Trump, Kim Summit Set for Singapore in June
After weeks of speculation, President Trump announced by tweet that a place and date has been set for what would be the first meeting ever between the sitting president of the United States and the leader of North Korea, Kim Jong-un, in Singapore.
The highly anticipated meeting between Kim Jong Un and myself will take place in Singapore on June 12th. We will both try to make it a very special moment for World Peace!
— Donald J. Trump (@realDonaldTrump) May 10, 2018
Administration officials have been instructed to move forward with plans to convene a historic summit between President Donald Trump and North Korean leader Kim Jong Un in Singapore, according to two people familiar with the plans.
The decision is ultimately up to Trump, who said on Wednesday he would announce the time and location in three days.
Speaking to reporters at the White House, Trump ruled out the demilitarized zone (DMZ) that divides North and South Korea as a potential location for the talks with Kim. Singapore and the DMZ are the only two places Trump has floated in public as potential venues for the meeting.
The Southeast Asian city-state has been the preferred location among US officials, who saw its neutrality as an advantage over locations closer to Pyongyang.
The president is not being shy in his lofty goals for the historic meeting.
The president said his "proudest achievement" will be the denuclearization of the Korean peninsula. "This is what people have been waiting for for a long time." WH has yet to formally announce the date and place of @POTUS meeting with Kim Jong-un, but its thought to be Singapore. pic.twitter.com/55aIHSIAaU
— Mark Knoller (@markknoller) May 10, 2018
The announcement comes hours after the return of three hostages retrieved by Secretary of State Mike Pompeo.
Mr Trump and First Lady Melania Trump climbed red-carpeted stairs to privately welcome Kim Dong-chul, Kim Hak-song and Tony Kim, along with many senior administration officials.
The President was also accompanied by Vice President Mike Pence and his wife Karen at Joint Base Andrews outside Washington.
The three former detainees will be transported to Walter Reed National Military Medical Centre for further evaluation and medical treatment, the White House said.
During the middle-of-the-night welcome ceremony, Mr Trump thanked North Korea’s Kim Jong-un for releasing the three Americans from captivity, saying he believed Mr Kim wanted to reach an agreement on denuclearising the Korean Peninsula.
“I really think [Mr Kim] wants to do something,” Mr Trump said.
He said talks between his administration and the North Korean Government had “never been taken this far”.
The three men were released as Secretary of State Mike Pompeo left Pyongyang after meeting with Mr Kim, amid final plans for a Trump-Kim summit.
orth Korea had accused the three Korean-Americans of anti-state activities.

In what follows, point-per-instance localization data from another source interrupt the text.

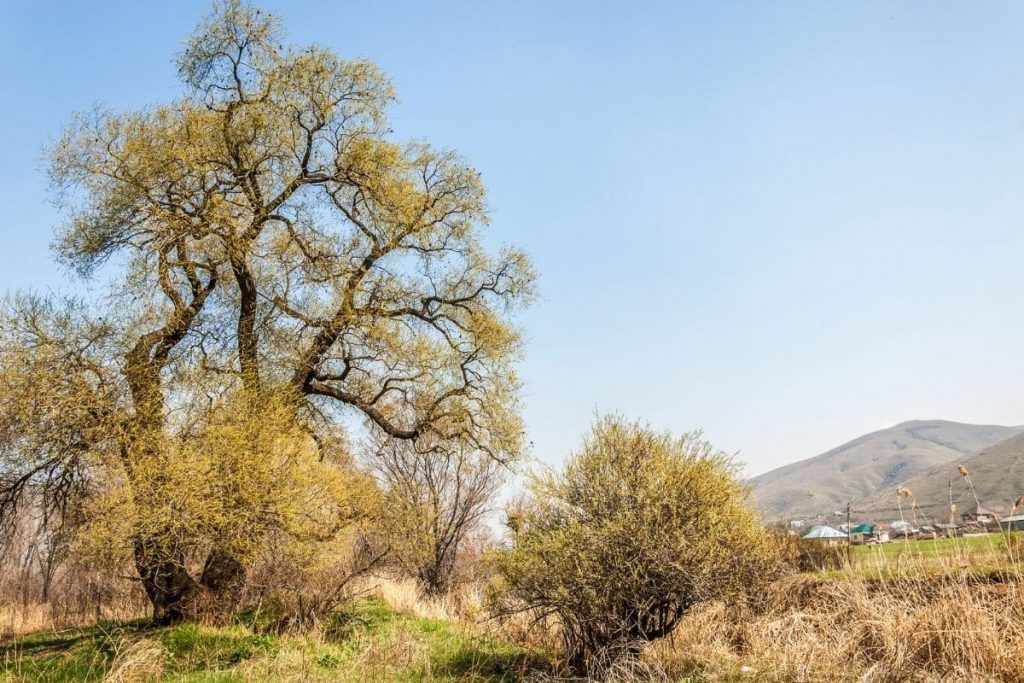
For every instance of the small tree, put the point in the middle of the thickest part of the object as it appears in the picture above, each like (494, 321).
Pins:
(435, 501)
(637, 528)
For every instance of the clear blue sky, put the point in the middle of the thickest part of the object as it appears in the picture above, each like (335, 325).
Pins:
(786, 223)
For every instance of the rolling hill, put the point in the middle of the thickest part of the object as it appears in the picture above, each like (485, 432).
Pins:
(870, 464)
(997, 473)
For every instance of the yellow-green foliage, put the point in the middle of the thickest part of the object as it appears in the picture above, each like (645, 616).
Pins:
(637, 528)
(241, 478)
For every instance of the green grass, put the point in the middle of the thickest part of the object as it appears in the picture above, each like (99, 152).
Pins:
(369, 642)
(982, 555)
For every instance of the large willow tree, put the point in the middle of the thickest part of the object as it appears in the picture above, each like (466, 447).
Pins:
(280, 266)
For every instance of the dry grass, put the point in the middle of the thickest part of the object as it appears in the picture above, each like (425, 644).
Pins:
(910, 629)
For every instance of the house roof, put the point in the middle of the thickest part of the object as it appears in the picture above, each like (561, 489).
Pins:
(824, 532)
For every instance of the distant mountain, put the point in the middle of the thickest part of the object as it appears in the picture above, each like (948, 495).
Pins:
(870, 464)
(997, 473)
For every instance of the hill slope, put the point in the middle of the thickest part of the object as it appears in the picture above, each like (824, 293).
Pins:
(997, 473)
(869, 464)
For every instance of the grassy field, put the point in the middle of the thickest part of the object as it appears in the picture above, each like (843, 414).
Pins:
(977, 553)
(371, 642)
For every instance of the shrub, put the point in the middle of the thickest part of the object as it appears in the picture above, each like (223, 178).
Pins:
(637, 528)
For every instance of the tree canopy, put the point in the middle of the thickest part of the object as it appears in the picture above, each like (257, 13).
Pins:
(280, 264)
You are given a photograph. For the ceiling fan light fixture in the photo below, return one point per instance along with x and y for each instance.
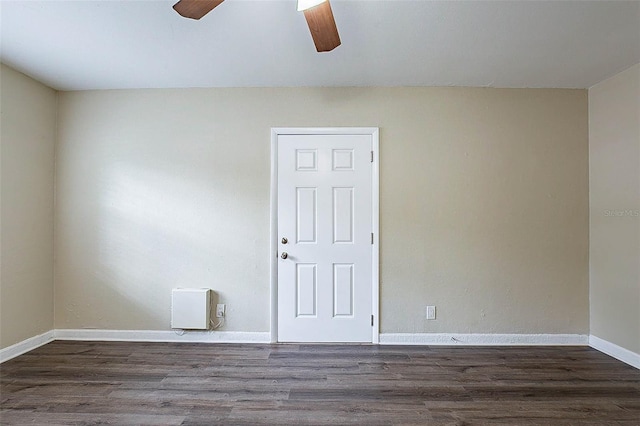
(308, 4)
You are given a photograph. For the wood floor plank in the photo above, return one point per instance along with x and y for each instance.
(121, 383)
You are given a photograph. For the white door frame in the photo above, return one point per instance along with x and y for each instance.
(375, 214)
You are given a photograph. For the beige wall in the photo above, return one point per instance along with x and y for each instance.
(28, 129)
(614, 133)
(484, 203)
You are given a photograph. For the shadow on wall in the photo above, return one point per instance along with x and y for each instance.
(155, 232)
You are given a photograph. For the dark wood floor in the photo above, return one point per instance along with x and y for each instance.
(73, 383)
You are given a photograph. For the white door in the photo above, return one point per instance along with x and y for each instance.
(324, 231)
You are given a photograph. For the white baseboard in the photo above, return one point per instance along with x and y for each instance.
(25, 346)
(618, 352)
(163, 336)
(483, 339)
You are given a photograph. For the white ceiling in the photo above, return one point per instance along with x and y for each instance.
(79, 45)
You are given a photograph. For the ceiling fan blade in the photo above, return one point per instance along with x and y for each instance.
(195, 9)
(323, 27)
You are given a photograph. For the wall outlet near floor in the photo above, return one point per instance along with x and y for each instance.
(431, 312)
(220, 310)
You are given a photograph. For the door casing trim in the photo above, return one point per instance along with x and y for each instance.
(374, 132)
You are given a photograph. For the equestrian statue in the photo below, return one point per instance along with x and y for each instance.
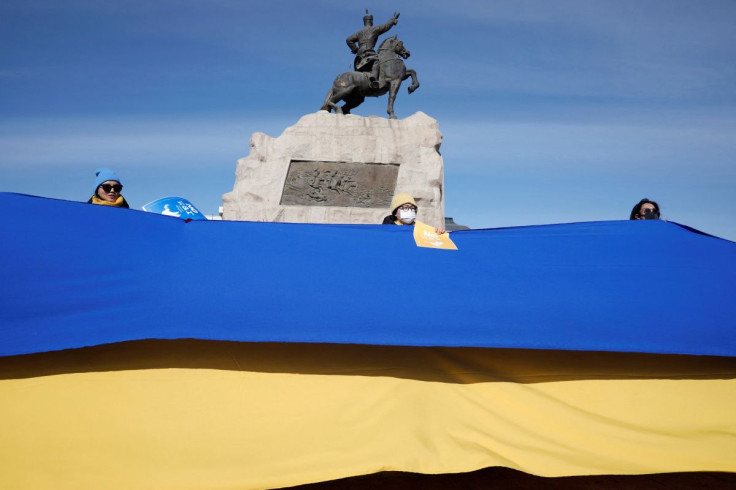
(375, 73)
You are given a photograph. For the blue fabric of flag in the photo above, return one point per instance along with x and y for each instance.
(74, 275)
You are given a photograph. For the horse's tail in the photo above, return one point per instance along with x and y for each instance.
(326, 104)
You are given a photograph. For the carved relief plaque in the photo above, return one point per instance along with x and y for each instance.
(361, 185)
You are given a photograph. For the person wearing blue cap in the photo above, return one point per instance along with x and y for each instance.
(107, 189)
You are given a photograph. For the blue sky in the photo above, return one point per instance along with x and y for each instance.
(552, 111)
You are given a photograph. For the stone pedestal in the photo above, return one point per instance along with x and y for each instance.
(332, 168)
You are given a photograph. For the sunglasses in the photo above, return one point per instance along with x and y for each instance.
(112, 187)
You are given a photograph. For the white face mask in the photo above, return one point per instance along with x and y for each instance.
(407, 216)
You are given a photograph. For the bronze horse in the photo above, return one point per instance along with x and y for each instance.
(353, 86)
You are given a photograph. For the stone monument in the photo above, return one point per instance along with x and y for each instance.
(343, 168)
(334, 168)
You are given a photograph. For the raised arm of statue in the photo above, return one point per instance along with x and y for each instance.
(388, 25)
(352, 42)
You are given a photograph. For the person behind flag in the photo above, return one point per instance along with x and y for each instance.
(107, 189)
(645, 209)
(404, 212)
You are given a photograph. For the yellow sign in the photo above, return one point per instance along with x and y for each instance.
(425, 236)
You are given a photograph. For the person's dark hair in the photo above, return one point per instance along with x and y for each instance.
(637, 208)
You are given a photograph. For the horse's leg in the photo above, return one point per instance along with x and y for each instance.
(392, 91)
(414, 80)
(352, 102)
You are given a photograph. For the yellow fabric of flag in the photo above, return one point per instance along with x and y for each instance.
(202, 415)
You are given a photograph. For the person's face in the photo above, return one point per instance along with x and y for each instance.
(643, 209)
(109, 190)
(403, 213)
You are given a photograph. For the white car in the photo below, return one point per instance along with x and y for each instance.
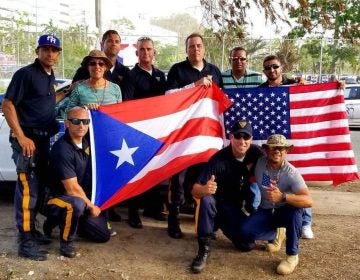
(7, 166)
(352, 103)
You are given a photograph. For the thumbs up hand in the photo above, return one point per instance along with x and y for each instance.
(211, 186)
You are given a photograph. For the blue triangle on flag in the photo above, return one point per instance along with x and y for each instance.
(109, 138)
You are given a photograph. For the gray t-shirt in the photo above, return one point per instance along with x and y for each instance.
(289, 180)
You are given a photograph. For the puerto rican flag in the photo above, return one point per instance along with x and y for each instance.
(137, 144)
(312, 116)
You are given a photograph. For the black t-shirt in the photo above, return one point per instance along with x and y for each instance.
(146, 84)
(232, 176)
(182, 74)
(68, 161)
(32, 92)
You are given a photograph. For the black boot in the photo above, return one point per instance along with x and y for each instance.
(28, 248)
(199, 262)
(40, 238)
(133, 217)
(174, 229)
(67, 249)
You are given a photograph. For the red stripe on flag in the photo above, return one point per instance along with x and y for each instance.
(319, 118)
(320, 133)
(157, 175)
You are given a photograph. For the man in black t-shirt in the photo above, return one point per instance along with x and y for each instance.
(225, 199)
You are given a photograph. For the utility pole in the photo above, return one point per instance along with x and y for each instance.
(98, 19)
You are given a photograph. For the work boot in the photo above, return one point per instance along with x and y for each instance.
(306, 232)
(113, 216)
(134, 218)
(288, 265)
(40, 238)
(275, 246)
(67, 249)
(28, 248)
(199, 262)
(174, 229)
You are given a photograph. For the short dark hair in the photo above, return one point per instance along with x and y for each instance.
(108, 33)
(237, 49)
(144, 38)
(192, 35)
(271, 57)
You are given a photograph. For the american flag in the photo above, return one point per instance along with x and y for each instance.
(312, 116)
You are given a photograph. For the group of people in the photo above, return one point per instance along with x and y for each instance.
(57, 181)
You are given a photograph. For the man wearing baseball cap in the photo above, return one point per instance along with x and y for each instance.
(284, 194)
(223, 191)
(29, 109)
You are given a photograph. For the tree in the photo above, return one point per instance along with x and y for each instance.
(339, 16)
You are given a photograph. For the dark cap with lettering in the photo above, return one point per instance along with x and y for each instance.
(49, 40)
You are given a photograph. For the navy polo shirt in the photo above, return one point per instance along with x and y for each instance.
(68, 161)
(182, 74)
(231, 175)
(120, 76)
(32, 91)
(146, 84)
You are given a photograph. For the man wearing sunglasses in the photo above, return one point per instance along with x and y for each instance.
(273, 71)
(29, 109)
(239, 76)
(118, 73)
(223, 192)
(284, 194)
(69, 206)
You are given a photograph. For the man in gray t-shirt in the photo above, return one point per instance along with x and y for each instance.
(284, 194)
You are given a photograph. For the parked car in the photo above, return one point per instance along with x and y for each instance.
(7, 166)
(352, 103)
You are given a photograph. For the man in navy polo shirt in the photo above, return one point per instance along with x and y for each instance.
(148, 82)
(118, 74)
(70, 170)
(29, 109)
(194, 71)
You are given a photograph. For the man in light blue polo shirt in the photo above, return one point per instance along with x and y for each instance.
(238, 76)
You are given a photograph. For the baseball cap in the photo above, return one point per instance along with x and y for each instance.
(50, 40)
(277, 140)
(241, 126)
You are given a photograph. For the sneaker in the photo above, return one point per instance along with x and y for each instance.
(307, 232)
(275, 246)
(288, 265)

Their arrests were widely seen as politically motivated and had compounded the dire state of relations over the isolated nation’s nuclear weapons.
The DPRK has a long history of “hostage diplomacy”, and the returning of such prisoners has occurred several times in recent years.

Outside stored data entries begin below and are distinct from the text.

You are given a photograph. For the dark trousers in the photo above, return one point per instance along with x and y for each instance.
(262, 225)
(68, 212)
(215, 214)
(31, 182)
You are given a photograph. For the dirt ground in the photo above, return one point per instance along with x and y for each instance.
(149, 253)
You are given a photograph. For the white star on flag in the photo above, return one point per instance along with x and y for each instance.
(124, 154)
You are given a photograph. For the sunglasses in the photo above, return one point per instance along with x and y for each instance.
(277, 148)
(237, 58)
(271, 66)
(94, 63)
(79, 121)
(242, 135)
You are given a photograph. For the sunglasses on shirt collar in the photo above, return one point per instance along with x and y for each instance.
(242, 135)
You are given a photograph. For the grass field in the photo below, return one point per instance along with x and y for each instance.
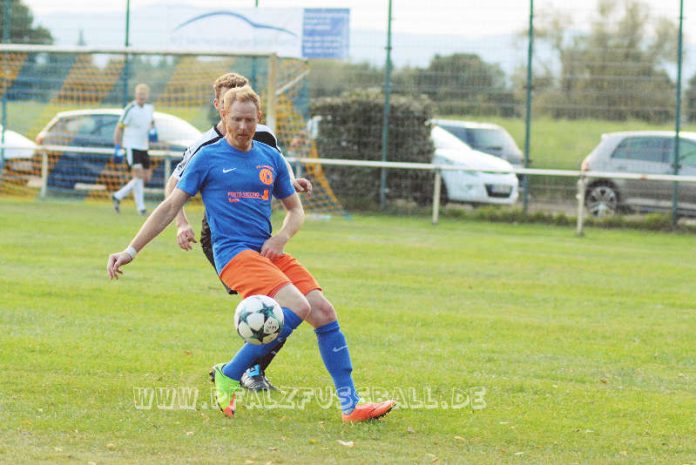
(584, 346)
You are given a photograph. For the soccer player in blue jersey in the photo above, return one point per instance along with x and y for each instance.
(255, 377)
(236, 178)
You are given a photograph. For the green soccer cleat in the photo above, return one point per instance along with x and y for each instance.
(225, 389)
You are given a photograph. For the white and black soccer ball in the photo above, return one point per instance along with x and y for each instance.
(258, 319)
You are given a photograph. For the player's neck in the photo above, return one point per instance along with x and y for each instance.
(241, 147)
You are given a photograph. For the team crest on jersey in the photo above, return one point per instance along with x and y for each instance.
(266, 176)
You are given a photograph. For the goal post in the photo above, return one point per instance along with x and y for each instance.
(40, 81)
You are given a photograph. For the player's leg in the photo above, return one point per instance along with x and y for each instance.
(252, 274)
(333, 346)
(254, 378)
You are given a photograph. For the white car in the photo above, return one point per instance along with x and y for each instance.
(486, 137)
(486, 178)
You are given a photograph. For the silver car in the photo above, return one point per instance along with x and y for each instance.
(642, 152)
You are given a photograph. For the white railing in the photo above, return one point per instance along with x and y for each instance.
(437, 169)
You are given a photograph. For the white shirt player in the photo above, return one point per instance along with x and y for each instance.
(137, 121)
(263, 134)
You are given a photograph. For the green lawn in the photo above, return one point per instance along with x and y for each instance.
(584, 346)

Freeing prisoners from North Korea, in recent years, has largely required a high-level emissary of sorts.
Secretary of State Mike Pompeo, the same person negotiating terms of the US-North Korea summit, went to Pyongyang to retrieve Kim Dong Chul, Kim Hak-song and Kim Sang Duk, who’s also known as Tony Kim.

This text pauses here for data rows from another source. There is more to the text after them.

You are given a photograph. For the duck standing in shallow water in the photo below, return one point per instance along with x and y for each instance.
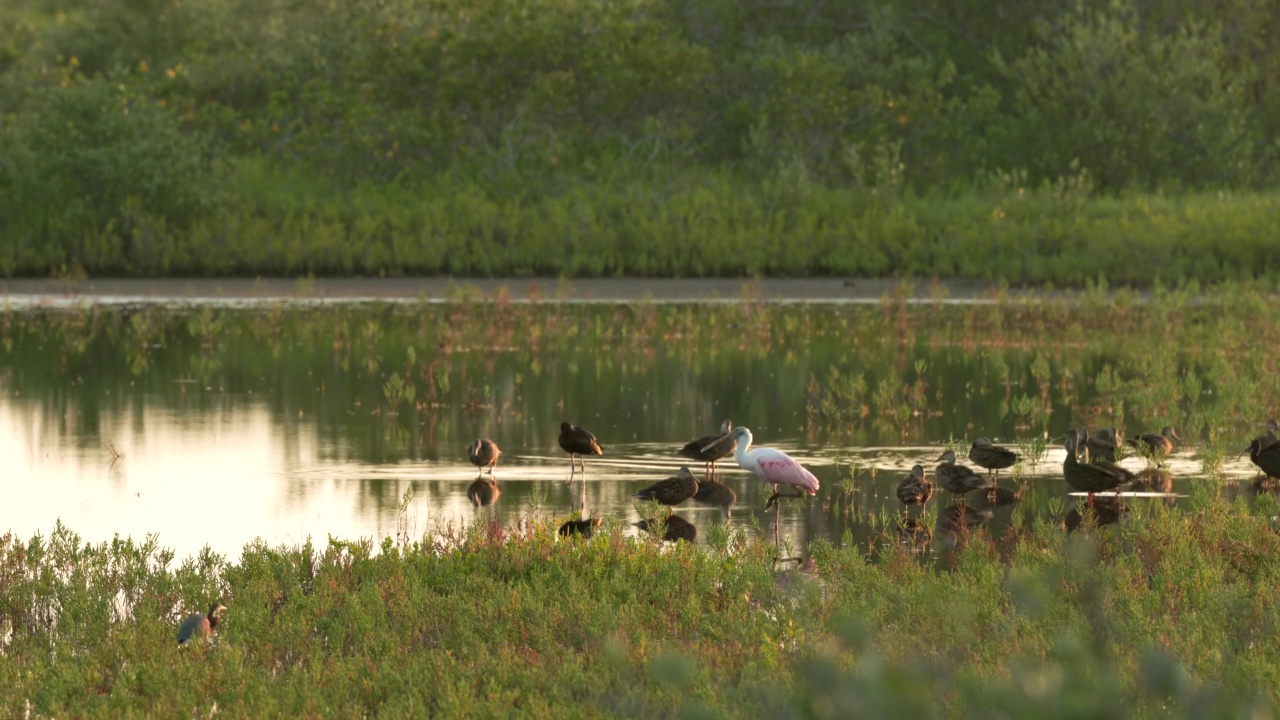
(1156, 446)
(959, 479)
(577, 442)
(672, 491)
(709, 449)
(1091, 477)
(915, 488)
(484, 454)
(990, 456)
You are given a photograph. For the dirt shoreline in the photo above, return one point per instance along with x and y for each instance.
(603, 290)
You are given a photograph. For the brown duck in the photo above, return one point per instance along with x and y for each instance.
(1156, 446)
(484, 454)
(990, 456)
(709, 449)
(915, 488)
(959, 479)
(673, 528)
(1091, 477)
(672, 491)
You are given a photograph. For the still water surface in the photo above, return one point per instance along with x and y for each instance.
(279, 423)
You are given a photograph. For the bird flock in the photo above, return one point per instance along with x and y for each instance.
(776, 468)
(1089, 466)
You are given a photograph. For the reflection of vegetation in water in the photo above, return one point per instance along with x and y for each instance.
(885, 374)
(1165, 614)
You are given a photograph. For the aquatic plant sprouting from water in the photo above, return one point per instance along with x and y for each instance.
(397, 392)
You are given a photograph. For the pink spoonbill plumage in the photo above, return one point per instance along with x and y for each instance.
(775, 468)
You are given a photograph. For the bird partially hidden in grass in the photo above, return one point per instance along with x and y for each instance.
(484, 454)
(673, 528)
(915, 488)
(709, 449)
(577, 442)
(672, 491)
(1156, 446)
(990, 456)
(197, 625)
(959, 479)
(584, 528)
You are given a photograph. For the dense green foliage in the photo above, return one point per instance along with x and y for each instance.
(1132, 140)
(1168, 615)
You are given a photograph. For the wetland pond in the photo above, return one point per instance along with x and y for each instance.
(216, 424)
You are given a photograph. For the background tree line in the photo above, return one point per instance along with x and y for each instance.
(151, 136)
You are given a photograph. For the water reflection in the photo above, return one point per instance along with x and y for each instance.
(1104, 511)
(286, 424)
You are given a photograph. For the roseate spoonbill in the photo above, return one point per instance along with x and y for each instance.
(959, 479)
(484, 454)
(672, 491)
(577, 442)
(1091, 477)
(197, 625)
(709, 449)
(584, 528)
(915, 488)
(484, 492)
(1156, 446)
(675, 528)
(714, 492)
(773, 466)
(983, 454)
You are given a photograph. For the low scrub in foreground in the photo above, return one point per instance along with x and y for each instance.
(1171, 613)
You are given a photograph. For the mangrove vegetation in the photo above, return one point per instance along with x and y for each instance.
(1046, 142)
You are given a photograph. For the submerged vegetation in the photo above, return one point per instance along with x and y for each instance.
(1060, 144)
(1169, 614)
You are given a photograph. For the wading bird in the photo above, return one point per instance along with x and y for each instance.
(959, 479)
(1156, 446)
(577, 442)
(584, 528)
(675, 528)
(483, 492)
(990, 456)
(197, 625)
(484, 454)
(915, 488)
(709, 449)
(775, 468)
(672, 491)
(1091, 477)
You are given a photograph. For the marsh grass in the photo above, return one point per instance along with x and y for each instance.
(1166, 614)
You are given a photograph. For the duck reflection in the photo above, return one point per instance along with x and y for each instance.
(1104, 511)
(914, 534)
(483, 492)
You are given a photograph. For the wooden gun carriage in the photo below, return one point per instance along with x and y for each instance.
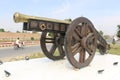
(77, 39)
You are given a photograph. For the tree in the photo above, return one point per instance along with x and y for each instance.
(118, 32)
(101, 33)
(2, 30)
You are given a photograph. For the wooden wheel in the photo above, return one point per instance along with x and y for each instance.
(80, 42)
(102, 50)
(52, 45)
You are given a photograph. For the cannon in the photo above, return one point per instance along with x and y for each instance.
(77, 39)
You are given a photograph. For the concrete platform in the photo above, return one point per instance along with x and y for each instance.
(46, 69)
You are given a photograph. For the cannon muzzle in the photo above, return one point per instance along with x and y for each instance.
(18, 17)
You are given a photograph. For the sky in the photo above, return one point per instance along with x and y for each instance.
(104, 14)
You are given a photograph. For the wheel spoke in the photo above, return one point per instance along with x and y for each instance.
(76, 51)
(53, 48)
(82, 56)
(78, 32)
(60, 49)
(75, 47)
(49, 40)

Then-Director of National Intelligence James Clapper went to retrieve Kenneth Bae along with Matthew Todd Miller, both of whom were accused of “hostile acts.” They were released in November of 2014 after spending months in a hard labor camp.
An outburst on CNN by Dennis Rodman, who slammed Bae, then in prison, after the former basketball star met with Kim Jong Un, helped draw attention to Bae.
The journalists Laura Ling and Euna Lee were freed after former President Bill Clinton traveled to Pyongyang in August of 2009 to ask for their release and to collect them.
Other releases have had unhappy endings. The American student Otto Warmbier was released by North Korea in 2017 when he was in a coma. He died shortly after returning home. His family members attended the State of the Union address this year as Trump’s guests.